Boards and associations, just like individuals, carry insurance coverage to protect them from liability, loss and other financial and legal problems, although the issues may be a little different than the typical auto or single-family homeowners’ insurance.
When and if to file a claim, versus paying out of pocket, is always a difficult decision. Whether it’s for property damage or an injury on the premises, paying a claim can be very expensive. However, a history of claims, frivolous or otherwise, can cause a building or association to pay higher premiums -- and in extreme cases, to be dropped from its insurance policy entirely,
Sherry Branson, marketing project manager for Kevin Davis Insurance, a national firm that serves New Jersey, says “Community Associations are liable for insurance claims in many areas: board elections, contracts with vendors, association finances, and employment issues are just a few areas where they can be sued.”
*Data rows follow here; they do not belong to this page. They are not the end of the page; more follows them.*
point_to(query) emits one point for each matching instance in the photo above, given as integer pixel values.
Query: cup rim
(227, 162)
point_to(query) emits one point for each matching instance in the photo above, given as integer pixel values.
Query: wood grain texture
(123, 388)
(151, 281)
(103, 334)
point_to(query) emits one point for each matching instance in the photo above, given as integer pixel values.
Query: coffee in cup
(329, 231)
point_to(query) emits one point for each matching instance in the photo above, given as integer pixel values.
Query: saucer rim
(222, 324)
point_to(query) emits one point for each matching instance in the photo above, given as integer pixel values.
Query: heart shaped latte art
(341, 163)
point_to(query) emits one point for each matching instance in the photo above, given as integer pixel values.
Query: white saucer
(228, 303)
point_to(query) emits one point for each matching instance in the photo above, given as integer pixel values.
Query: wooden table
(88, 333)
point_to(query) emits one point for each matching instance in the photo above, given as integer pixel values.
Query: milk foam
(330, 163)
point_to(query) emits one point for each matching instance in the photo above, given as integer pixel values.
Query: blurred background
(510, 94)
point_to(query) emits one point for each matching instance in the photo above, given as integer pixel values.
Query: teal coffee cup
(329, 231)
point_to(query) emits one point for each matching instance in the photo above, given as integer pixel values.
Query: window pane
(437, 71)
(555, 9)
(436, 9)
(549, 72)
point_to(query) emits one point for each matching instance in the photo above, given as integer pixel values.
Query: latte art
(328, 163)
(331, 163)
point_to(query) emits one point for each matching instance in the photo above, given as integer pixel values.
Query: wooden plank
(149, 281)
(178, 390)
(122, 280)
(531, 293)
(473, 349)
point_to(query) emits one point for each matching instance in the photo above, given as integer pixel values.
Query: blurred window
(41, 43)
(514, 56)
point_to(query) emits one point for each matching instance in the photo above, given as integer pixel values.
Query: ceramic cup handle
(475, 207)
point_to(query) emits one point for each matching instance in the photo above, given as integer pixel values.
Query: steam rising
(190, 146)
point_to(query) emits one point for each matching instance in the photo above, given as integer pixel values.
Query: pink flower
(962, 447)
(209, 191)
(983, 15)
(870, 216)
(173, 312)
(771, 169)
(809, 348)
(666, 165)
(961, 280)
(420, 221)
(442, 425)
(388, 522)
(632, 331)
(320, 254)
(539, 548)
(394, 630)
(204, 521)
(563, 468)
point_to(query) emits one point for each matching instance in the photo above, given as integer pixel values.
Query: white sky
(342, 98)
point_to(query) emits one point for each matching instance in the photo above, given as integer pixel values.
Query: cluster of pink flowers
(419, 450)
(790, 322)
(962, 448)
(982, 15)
Ed Mackoul, president of Mackoul & Associates in Old Bridge, says that with property claims, the association should weigh the type of claim, the deductible that will be applied, and the estimated cost to repair or replace the damage. For example, he says, “If there is a fire in the laundry room and the cost to repair it is under the deducible, there probably isn’t a reason to submit it. Even if the damage exceeds the deductible, the board may want to weigh whether it’s worth submitting a claim.”
“Insurance companies,” Mackoul continues, “are in business to make money. When they start losing money on an account, their options are generally to cancel the insurance or raise the premium, so submitting a $6,000 claim when a building has a $5,000 deductible may not be in their best interest if they’ve submitted other claims in the past.”